If you do not want to scale vertically, you can always scale your system horizontally. Often, it is also referred to as scaling out. Google has really made this approach quite popular. The Google search engine is running out of inexpensive hardware boxes. So, despite being a distributed system, scaling out helped Google in its early days expand its search process in a short amount of time while being inexpensive. Most of the time, common tasks are assigned to worker machines and their output is collected by several machines doing the same task. This kind of arrangement also survives through failures. To scale out, load balancing techniques are useful. In this arrangement, a load balancer is usually added in front of all the clusters of the nodes. So, from a consumer perspective, it does not matter which machine/box you are hitting. This makes it easy to add capacity by adding more servers. Adding servers to clusters improves scalability linearly.
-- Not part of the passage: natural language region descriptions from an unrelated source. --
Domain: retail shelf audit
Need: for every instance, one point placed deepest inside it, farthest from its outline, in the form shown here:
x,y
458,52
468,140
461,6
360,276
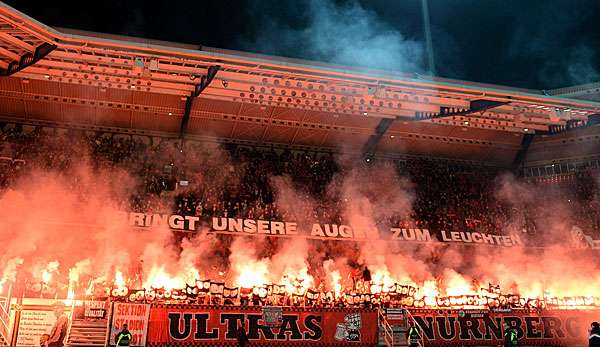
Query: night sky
x,y
540,44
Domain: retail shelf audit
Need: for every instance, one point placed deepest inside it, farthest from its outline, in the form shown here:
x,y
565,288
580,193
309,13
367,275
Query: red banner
x,y
186,325
565,328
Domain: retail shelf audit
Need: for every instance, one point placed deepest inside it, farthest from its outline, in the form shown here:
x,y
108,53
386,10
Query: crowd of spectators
x,y
209,179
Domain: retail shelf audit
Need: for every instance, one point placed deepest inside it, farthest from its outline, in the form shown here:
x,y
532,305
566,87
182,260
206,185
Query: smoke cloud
x,y
340,33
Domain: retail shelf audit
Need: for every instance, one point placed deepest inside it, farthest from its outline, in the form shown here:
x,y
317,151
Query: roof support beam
x,y
371,145
522,152
28,59
9,54
574,124
189,102
479,105
15,41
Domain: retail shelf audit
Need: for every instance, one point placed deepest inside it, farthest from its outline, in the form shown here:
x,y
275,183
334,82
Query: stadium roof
x,y
98,81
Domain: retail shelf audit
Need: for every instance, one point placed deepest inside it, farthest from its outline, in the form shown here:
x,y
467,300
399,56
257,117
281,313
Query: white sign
x,y
136,318
32,325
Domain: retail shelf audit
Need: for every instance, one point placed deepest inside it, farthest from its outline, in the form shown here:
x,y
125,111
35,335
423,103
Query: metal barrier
x,y
384,326
5,314
414,323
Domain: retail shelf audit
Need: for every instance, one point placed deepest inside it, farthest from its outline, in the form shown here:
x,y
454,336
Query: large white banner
x,y
319,231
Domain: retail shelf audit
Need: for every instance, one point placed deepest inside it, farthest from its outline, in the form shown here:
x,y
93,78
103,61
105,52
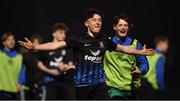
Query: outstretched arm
x,y
129,50
46,46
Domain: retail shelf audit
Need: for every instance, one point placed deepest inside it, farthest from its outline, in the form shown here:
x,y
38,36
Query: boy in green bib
x,y
123,70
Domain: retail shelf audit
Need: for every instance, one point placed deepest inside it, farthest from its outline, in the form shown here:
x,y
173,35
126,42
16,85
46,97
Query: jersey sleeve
x,y
72,42
111,46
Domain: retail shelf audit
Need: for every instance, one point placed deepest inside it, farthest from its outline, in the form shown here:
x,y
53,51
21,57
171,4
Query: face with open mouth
x,y
121,28
94,24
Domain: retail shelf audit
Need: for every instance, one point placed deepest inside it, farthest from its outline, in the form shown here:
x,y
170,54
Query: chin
x,y
124,35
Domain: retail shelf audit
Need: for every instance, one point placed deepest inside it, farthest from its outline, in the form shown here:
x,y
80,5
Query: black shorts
x,y
61,89
93,92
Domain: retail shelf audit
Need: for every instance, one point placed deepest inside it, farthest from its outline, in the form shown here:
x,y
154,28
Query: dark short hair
x,y
6,35
123,17
60,26
91,12
160,39
36,36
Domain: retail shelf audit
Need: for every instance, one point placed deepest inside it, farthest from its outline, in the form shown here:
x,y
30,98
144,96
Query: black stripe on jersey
x,y
84,71
87,71
95,70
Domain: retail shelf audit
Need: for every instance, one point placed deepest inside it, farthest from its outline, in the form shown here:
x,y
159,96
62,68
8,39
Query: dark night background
x,y
150,17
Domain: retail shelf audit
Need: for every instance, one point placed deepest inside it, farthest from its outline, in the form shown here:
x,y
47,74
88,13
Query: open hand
x,y
27,44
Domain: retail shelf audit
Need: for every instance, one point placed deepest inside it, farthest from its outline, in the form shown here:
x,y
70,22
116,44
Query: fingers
x,y
27,39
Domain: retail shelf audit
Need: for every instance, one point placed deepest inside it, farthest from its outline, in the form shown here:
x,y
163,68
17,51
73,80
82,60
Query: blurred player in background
x,y
34,76
58,67
89,49
12,71
122,70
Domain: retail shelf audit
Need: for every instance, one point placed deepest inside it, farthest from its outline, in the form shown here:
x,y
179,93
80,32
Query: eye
x,y
126,25
100,20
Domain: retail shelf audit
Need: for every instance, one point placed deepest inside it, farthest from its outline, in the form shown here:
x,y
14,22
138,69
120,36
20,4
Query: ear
x,y
3,43
86,23
114,27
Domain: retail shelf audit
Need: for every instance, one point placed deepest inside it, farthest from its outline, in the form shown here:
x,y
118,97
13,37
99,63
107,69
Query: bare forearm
x,y
50,46
42,67
128,50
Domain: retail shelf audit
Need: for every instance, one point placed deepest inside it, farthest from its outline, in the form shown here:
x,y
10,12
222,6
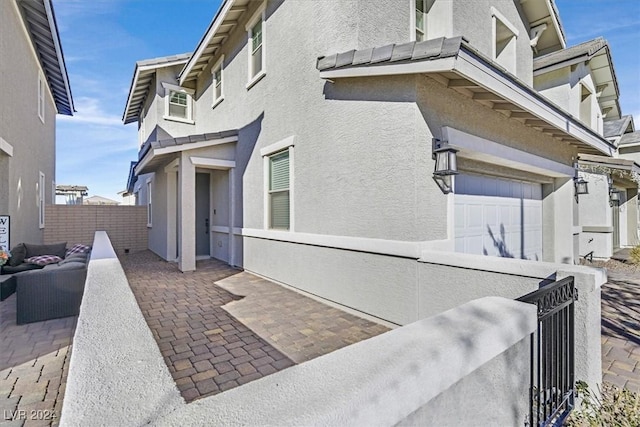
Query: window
x,y
256,47
218,94
279,190
149,204
178,103
504,41
40,190
41,91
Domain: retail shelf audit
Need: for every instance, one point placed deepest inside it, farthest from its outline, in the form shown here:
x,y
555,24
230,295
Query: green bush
x,y
634,255
613,407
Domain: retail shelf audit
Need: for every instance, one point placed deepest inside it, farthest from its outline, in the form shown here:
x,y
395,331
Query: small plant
x,y
634,255
612,407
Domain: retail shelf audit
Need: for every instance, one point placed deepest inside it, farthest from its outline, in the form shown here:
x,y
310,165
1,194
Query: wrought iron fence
x,y
552,391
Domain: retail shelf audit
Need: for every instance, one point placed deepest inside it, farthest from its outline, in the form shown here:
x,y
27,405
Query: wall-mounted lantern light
x,y
446,164
580,184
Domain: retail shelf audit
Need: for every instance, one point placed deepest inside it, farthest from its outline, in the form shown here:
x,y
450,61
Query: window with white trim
x,y
41,92
217,72
504,41
279,202
178,103
149,204
41,190
255,29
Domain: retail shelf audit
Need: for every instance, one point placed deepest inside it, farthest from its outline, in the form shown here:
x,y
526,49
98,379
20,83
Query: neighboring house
x,y
298,141
582,80
99,200
72,194
34,87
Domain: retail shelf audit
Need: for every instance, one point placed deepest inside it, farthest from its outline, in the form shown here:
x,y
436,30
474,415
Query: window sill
x,y
178,119
217,101
256,79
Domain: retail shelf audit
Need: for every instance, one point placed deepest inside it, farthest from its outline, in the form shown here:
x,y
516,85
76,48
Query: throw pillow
x,y
58,249
18,253
78,248
43,260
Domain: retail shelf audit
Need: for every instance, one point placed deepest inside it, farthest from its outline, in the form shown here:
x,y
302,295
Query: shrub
x,y
634,255
614,407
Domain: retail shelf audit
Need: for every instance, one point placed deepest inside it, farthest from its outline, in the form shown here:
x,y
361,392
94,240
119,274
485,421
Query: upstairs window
x,y
178,103
255,29
218,94
41,91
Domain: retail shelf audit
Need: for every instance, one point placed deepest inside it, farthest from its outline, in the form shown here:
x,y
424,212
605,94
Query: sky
x,y
102,40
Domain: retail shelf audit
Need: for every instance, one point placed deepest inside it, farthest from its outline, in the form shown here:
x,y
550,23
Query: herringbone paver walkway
x,y
207,349
621,330
34,362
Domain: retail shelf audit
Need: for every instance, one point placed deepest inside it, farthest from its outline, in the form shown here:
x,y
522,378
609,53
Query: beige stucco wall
x,y
125,225
33,142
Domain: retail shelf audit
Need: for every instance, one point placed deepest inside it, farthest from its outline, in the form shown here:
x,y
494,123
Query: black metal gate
x,y
552,391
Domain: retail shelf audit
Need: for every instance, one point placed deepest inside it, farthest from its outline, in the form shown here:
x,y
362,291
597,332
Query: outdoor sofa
x,y
48,281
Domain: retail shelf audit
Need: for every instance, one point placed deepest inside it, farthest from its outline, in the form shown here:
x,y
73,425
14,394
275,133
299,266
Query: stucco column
x,y
186,214
557,221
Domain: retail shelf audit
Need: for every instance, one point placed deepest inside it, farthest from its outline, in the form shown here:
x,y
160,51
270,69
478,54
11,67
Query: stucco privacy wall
x,y
482,344
32,140
447,280
126,225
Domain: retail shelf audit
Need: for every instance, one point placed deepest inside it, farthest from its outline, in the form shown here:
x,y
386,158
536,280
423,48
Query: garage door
x,y
498,217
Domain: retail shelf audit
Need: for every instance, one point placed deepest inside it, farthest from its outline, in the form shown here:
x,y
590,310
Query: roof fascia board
x,y
413,67
478,71
204,42
136,76
56,42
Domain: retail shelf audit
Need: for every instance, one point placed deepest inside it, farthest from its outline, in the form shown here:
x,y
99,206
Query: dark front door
x,y
202,214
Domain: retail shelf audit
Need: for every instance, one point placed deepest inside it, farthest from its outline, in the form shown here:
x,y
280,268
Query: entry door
x,y
498,217
202,214
615,213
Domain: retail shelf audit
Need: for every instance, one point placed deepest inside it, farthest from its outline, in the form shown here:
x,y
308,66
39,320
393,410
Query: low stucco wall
x,y
412,374
126,225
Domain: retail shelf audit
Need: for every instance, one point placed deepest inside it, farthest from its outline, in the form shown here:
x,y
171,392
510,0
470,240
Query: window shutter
x,y
279,189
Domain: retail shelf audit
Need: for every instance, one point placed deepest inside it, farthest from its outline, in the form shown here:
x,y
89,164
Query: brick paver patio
x,y
621,330
34,361
207,349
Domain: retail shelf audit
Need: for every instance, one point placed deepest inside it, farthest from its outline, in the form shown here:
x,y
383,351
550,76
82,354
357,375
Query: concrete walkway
x,y
213,339
34,361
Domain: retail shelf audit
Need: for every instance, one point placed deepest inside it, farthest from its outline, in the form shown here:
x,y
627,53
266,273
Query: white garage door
x,y
498,217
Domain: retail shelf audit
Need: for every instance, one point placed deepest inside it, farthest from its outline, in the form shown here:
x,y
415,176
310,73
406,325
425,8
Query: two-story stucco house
x,y
34,87
582,80
299,140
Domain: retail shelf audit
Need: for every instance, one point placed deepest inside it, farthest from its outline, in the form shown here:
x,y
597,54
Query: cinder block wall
x,y
125,225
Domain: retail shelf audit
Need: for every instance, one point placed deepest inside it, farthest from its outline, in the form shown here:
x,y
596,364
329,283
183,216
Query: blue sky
x,y
102,40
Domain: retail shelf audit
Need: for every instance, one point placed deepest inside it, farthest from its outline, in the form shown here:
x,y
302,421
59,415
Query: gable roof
x,y
142,77
40,22
459,66
598,53
615,128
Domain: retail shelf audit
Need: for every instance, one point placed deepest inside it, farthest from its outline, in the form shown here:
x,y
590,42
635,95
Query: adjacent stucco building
x,y
34,87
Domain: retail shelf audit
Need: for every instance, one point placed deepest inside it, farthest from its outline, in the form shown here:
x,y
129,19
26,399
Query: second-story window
x,y
218,94
178,103
256,48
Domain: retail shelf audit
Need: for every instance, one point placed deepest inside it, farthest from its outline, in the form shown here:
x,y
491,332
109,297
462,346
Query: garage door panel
x,y
499,218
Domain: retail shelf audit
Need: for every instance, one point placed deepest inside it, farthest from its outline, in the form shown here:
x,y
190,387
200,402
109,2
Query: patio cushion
x,y
58,249
78,248
9,269
44,260
18,254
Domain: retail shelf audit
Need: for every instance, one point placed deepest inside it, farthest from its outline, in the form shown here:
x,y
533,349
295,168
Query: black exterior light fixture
x,y
446,164
579,183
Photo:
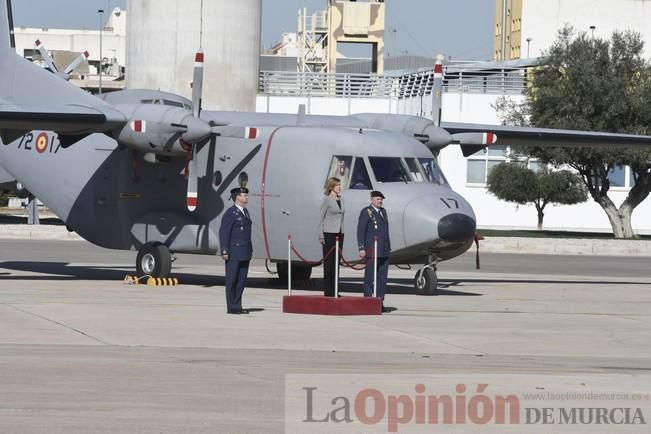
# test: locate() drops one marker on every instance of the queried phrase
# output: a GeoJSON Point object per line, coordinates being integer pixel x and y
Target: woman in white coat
{"type": "Point", "coordinates": [331, 226]}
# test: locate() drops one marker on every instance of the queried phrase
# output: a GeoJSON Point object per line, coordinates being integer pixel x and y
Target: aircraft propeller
{"type": "Point", "coordinates": [51, 66]}
{"type": "Point", "coordinates": [436, 137]}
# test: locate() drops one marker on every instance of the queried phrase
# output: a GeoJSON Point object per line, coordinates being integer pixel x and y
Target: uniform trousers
{"type": "Point", "coordinates": [329, 262]}
{"type": "Point", "coordinates": [382, 276]}
{"type": "Point", "coordinates": [236, 272]}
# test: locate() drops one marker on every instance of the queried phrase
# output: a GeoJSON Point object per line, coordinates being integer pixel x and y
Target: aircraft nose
{"type": "Point", "coordinates": [457, 228]}
{"type": "Point", "coordinates": [430, 220]}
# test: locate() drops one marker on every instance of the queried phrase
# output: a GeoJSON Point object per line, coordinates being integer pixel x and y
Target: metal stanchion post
{"type": "Point", "coordinates": [337, 267]}
{"type": "Point", "coordinates": [375, 267]}
{"type": "Point", "coordinates": [289, 265]}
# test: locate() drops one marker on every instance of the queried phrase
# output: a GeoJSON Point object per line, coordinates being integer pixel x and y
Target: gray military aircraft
{"type": "Point", "coordinates": [149, 171]}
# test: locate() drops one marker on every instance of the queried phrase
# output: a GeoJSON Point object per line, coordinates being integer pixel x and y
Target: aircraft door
{"type": "Point", "coordinates": [293, 190]}
{"type": "Point", "coordinates": [105, 180]}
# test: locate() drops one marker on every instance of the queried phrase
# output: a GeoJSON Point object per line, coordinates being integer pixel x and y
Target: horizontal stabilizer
{"type": "Point", "coordinates": [65, 119]}
{"type": "Point", "coordinates": [547, 137]}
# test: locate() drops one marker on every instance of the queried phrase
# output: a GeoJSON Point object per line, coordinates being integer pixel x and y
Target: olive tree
{"type": "Point", "coordinates": [593, 84]}
{"type": "Point", "coordinates": [513, 182]}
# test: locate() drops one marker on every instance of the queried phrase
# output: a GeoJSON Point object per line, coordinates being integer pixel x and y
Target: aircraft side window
{"type": "Point", "coordinates": [414, 169]}
{"type": "Point", "coordinates": [433, 173]}
{"type": "Point", "coordinates": [340, 168]}
{"type": "Point", "coordinates": [389, 169]}
{"type": "Point", "coordinates": [172, 103]}
{"type": "Point", "coordinates": [217, 178]}
{"type": "Point", "coordinates": [360, 179]}
{"type": "Point", "coordinates": [243, 179]}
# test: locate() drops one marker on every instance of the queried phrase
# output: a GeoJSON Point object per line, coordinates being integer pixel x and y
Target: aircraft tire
{"type": "Point", "coordinates": [154, 259]}
{"type": "Point", "coordinates": [427, 284]}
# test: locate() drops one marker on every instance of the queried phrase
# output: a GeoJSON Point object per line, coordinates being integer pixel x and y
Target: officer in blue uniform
{"type": "Point", "coordinates": [236, 248]}
{"type": "Point", "coordinates": [374, 222]}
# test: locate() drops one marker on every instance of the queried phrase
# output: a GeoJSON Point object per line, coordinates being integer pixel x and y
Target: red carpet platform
{"type": "Point", "coordinates": [322, 305]}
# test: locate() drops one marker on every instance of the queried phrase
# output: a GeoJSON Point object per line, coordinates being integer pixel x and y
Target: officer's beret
{"type": "Point", "coordinates": [239, 190]}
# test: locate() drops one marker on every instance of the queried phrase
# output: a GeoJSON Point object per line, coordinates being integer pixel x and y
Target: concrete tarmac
{"type": "Point", "coordinates": [82, 352]}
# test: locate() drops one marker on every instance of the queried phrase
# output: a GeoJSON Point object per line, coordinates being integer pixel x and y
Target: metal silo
{"type": "Point", "coordinates": [163, 35]}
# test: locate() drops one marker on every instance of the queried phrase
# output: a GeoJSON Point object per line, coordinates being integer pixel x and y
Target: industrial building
{"type": "Point", "coordinates": [65, 44]}
{"type": "Point", "coordinates": [525, 28]}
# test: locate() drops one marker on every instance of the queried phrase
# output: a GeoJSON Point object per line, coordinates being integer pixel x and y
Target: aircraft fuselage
{"type": "Point", "coordinates": [114, 198]}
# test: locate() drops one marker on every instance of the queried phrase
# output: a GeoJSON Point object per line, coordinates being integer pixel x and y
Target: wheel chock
{"type": "Point", "coordinates": [151, 281]}
{"type": "Point", "coordinates": [131, 280]}
{"type": "Point", "coordinates": [162, 281]}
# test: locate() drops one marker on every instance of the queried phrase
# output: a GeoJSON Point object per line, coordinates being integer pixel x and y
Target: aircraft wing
{"type": "Point", "coordinates": [525, 136]}
{"type": "Point", "coordinates": [68, 119]}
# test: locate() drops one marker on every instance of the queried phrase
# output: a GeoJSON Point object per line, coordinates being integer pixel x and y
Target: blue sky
{"type": "Point", "coordinates": [458, 28]}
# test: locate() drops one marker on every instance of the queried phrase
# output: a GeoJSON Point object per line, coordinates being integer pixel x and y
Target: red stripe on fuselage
{"type": "Point", "coordinates": [263, 191]}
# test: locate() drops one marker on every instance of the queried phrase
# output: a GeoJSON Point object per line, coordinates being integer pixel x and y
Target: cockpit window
{"type": "Point", "coordinates": [166, 102]}
{"type": "Point", "coordinates": [388, 169]}
{"type": "Point", "coordinates": [360, 179]}
{"type": "Point", "coordinates": [433, 173]}
{"type": "Point", "coordinates": [340, 168]}
{"type": "Point", "coordinates": [173, 103]}
{"type": "Point", "coordinates": [415, 170]}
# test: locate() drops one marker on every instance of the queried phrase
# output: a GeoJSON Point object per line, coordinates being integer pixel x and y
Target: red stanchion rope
{"type": "Point", "coordinates": [312, 263]}
{"type": "Point", "coordinates": [477, 239]}
{"type": "Point", "coordinates": [354, 266]}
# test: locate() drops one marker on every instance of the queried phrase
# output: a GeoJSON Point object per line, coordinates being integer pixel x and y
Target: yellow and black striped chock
{"type": "Point", "coordinates": [162, 281]}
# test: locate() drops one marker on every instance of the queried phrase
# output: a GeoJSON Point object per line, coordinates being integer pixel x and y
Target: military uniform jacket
{"type": "Point", "coordinates": [235, 235]}
{"type": "Point", "coordinates": [372, 223]}
{"type": "Point", "coordinates": [332, 216]}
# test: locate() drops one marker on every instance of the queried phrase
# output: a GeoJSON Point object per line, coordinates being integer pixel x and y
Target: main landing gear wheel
{"type": "Point", "coordinates": [427, 282]}
{"type": "Point", "coordinates": [154, 259]}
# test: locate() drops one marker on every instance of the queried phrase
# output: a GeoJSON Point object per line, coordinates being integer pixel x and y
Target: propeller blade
{"type": "Point", "coordinates": [192, 198]}
{"type": "Point", "coordinates": [45, 56]}
{"type": "Point", "coordinates": [437, 91]}
{"type": "Point", "coordinates": [484, 139]}
{"type": "Point", "coordinates": [237, 132]}
{"type": "Point", "coordinates": [75, 63]}
{"type": "Point", "coordinates": [197, 84]}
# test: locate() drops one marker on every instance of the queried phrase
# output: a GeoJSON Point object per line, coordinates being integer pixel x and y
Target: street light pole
{"type": "Point", "coordinates": [101, 25]}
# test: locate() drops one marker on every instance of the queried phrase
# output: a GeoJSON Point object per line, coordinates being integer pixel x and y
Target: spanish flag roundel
{"type": "Point", "coordinates": [41, 143]}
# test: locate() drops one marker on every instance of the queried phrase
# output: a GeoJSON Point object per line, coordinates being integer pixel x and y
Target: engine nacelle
{"type": "Point", "coordinates": [160, 129]}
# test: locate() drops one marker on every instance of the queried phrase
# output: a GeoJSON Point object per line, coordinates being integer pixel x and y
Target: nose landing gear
{"type": "Point", "coordinates": [426, 281]}
{"type": "Point", "coordinates": [154, 259]}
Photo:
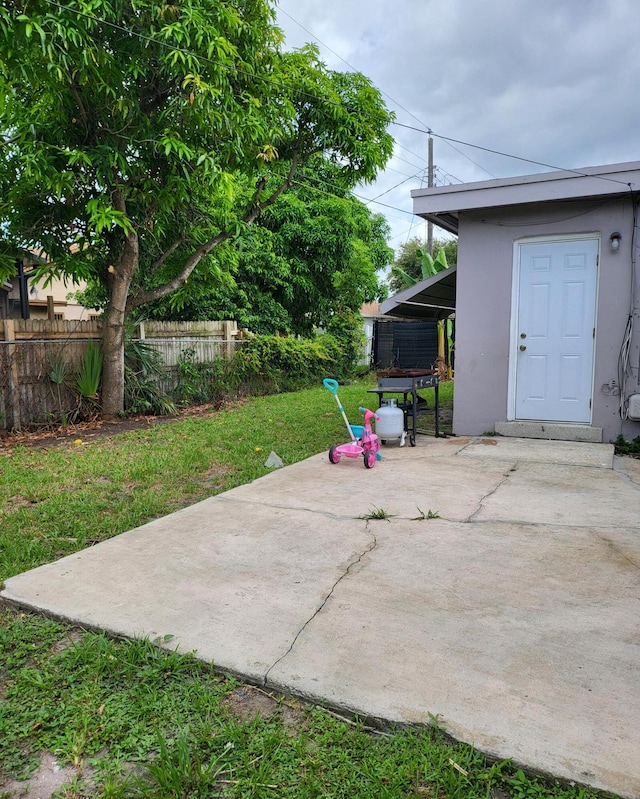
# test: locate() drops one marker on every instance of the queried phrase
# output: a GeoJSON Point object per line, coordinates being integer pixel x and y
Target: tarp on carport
{"type": "Point", "coordinates": [433, 298]}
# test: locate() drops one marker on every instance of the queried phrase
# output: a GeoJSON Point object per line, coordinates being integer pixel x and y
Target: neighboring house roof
{"type": "Point", "coordinates": [442, 204]}
{"type": "Point", "coordinates": [433, 298]}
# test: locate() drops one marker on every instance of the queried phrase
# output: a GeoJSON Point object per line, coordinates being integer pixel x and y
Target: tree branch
{"type": "Point", "coordinates": [162, 259]}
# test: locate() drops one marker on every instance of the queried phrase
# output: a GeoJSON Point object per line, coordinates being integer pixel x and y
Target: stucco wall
{"type": "Point", "coordinates": [483, 306]}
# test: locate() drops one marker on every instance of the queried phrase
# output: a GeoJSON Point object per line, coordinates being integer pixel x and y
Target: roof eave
{"type": "Point", "coordinates": [441, 204]}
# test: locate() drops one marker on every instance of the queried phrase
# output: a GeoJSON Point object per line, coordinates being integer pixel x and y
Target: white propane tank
{"type": "Point", "coordinates": [391, 424]}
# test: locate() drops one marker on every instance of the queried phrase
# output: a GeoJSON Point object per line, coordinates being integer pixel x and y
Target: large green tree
{"type": "Point", "coordinates": [319, 251]}
{"type": "Point", "coordinates": [141, 136]}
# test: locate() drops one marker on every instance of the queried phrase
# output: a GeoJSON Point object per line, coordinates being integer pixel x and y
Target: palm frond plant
{"type": "Point", "coordinates": [59, 373]}
{"type": "Point", "coordinates": [143, 365]}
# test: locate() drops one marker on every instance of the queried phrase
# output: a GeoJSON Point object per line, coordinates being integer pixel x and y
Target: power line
{"type": "Point", "coordinates": [509, 155]}
{"type": "Point", "coordinates": [393, 100]}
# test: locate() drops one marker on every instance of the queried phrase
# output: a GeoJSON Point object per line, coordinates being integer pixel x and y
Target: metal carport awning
{"type": "Point", "coordinates": [433, 298]}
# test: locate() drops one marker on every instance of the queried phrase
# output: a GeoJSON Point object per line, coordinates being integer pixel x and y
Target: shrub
{"type": "Point", "coordinates": [201, 382]}
{"type": "Point", "coordinates": [269, 364]}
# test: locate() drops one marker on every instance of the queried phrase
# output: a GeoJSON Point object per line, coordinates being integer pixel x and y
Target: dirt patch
{"type": "Point", "coordinates": [247, 702]}
{"type": "Point", "coordinates": [47, 778]}
{"type": "Point", "coordinates": [88, 431]}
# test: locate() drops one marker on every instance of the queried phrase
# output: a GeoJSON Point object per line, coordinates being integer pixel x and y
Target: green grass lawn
{"type": "Point", "coordinates": [132, 719]}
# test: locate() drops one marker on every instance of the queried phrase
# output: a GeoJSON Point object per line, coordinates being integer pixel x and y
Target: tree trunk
{"type": "Point", "coordinates": [113, 330]}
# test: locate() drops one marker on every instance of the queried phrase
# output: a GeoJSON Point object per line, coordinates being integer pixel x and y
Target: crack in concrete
{"type": "Point", "coordinates": [277, 506]}
{"type": "Point", "coordinates": [611, 545]}
{"type": "Point", "coordinates": [470, 518]}
{"type": "Point", "coordinates": [353, 563]}
{"type": "Point", "coordinates": [619, 469]}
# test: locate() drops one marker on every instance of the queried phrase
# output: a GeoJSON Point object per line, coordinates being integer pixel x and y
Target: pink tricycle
{"type": "Point", "coordinates": [363, 441]}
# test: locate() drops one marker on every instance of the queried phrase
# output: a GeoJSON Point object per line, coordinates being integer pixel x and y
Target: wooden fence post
{"type": "Point", "coordinates": [12, 391]}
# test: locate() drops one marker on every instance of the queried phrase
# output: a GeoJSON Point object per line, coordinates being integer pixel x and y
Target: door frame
{"type": "Point", "coordinates": [515, 308]}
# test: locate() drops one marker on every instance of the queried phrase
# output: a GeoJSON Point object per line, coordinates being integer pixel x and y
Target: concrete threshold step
{"type": "Point", "coordinates": [556, 431]}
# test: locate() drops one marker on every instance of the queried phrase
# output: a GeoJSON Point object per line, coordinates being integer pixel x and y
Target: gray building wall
{"type": "Point", "coordinates": [483, 306]}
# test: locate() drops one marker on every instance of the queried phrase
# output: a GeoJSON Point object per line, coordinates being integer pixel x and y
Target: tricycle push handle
{"type": "Point", "coordinates": [331, 384]}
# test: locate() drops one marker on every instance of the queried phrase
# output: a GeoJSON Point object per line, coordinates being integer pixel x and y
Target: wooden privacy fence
{"type": "Point", "coordinates": [29, 347]}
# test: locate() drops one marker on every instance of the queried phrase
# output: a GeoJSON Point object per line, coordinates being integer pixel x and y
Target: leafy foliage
{"type": "Point", "coordinates": [141, 137]}
{"type": "Point", "coordinates": [310, 256]}
{"type": "Point", "coordinates": [411, 265]}
{"type": "Point", "coordinates": [624, 447]}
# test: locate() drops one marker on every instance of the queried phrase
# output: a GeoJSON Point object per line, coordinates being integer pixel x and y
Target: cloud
{"type": "Point", "coordinates": [551, 81]}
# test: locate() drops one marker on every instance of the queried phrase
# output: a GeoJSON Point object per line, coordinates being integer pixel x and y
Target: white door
{"type": "Point", "coordinates": [554, 333]}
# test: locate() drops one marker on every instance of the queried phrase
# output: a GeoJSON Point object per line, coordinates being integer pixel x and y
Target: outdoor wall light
{"type": "Point", "coordinates": [614, 242]}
Scaling out is a successful strategy when the application code does not depend on the server it is running on. If the request needs to be executed on a specific server, that is, if the application code has server affinity, it will be difficult to scale out. However, in the case of stateless code, it is easier to get that code executed on any server. Hence, scalability is improved when a stateless code is run on horizontally scaled machines or clusters.

Due to the nature of horizontal scaling, it is a commonly used approach across the industry. You can see many examples of large scalable systems managed this way, for example, Google, Amazon, and Microsoft. We recommend that you scale microservices in a horizontal fashion as well.